EXPOSÉ GÉNÉRAL
Mesdames, Messieurs,
Le Sénat est saisi du projet de loi, adopté par
l'Assemblée nationale en première lecture le 31 mai 2000, relatif
à la sécurité du dépôt et de la collecte de
fonds par les entreprises privées.
L'examen de ce projet prend place quelques jours après la mort d'un
convoyeur de fonds à la suite d'une attaque perpétrée dans
le Var sur un véhicule blindé en stationnement devant une banque.
Ce projet de loi avait été examiné par le Conseil des
ministres du 17 mai 2000 dans un contexte de grève
générale des convoyeurs de fonds, intervenue du 9 au 24 mai 2000.
Cette grève générale faisait directement suite à
deux agressions de fourgons blindés s'étant produites
successivement à une semaine d'écart à Grenoble et
à Nanterre et à l'issue de chacune d'elle un convoyeur avait
été tué et deux convoyeurs blessés.
Des tables rondes sur la sécurité de cette profession
s'étaient pourtant tenues dès le mois de janvier 1999 au
ministère de l'intérieur.
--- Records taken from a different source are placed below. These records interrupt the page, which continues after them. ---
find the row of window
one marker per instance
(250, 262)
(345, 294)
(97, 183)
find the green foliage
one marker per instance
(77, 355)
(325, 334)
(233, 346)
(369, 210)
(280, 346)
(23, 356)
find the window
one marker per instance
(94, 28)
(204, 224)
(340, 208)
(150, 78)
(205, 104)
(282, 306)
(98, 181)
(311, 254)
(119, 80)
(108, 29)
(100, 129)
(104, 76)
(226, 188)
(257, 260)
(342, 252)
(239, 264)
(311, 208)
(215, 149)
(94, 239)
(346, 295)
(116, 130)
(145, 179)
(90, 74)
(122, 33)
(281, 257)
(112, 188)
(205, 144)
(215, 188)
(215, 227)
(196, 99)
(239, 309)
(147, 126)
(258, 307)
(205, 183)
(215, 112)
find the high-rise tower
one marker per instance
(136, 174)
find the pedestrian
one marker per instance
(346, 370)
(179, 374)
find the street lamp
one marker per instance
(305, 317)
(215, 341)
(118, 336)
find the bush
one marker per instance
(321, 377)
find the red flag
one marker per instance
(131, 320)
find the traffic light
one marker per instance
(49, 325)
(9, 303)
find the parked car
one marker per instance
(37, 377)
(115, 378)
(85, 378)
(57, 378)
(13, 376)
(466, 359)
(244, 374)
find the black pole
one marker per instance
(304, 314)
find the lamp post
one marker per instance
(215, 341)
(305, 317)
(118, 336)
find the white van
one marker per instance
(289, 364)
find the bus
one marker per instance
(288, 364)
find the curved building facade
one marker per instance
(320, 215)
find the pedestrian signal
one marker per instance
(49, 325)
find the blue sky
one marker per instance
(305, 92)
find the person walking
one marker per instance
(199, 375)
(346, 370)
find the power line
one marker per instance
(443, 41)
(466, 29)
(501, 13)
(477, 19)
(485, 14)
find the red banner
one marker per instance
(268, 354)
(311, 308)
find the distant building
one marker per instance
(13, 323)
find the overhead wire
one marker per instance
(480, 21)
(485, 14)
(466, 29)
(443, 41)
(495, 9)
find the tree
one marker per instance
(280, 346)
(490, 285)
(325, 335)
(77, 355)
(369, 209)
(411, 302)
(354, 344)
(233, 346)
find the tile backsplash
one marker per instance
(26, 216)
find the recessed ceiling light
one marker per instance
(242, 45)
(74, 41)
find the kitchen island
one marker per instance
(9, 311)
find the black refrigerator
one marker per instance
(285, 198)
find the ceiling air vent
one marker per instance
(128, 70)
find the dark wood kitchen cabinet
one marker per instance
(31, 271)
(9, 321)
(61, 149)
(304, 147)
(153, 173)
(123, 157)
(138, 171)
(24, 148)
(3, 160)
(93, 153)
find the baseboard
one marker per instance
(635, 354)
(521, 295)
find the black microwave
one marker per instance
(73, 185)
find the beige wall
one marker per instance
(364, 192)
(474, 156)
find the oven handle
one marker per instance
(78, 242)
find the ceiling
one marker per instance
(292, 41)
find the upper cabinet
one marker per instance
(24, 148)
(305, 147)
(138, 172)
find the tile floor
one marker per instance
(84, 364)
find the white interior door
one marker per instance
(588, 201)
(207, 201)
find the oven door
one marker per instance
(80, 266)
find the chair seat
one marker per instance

Associant les entreprises de convoyage
de fonds, leur personnel et les représentants des donneurs d'ordre,
elles avaient abouti le 4 mai 1999 à un relevé de
conclusions détaillant les mesures à prendre en la matière.
En conséquence, le décret du 28 avril 2000 et ses deux
arrêtés d'application du même jour ont refondu l'ensemble de
la réglementation relative à la protection du transport de fonds.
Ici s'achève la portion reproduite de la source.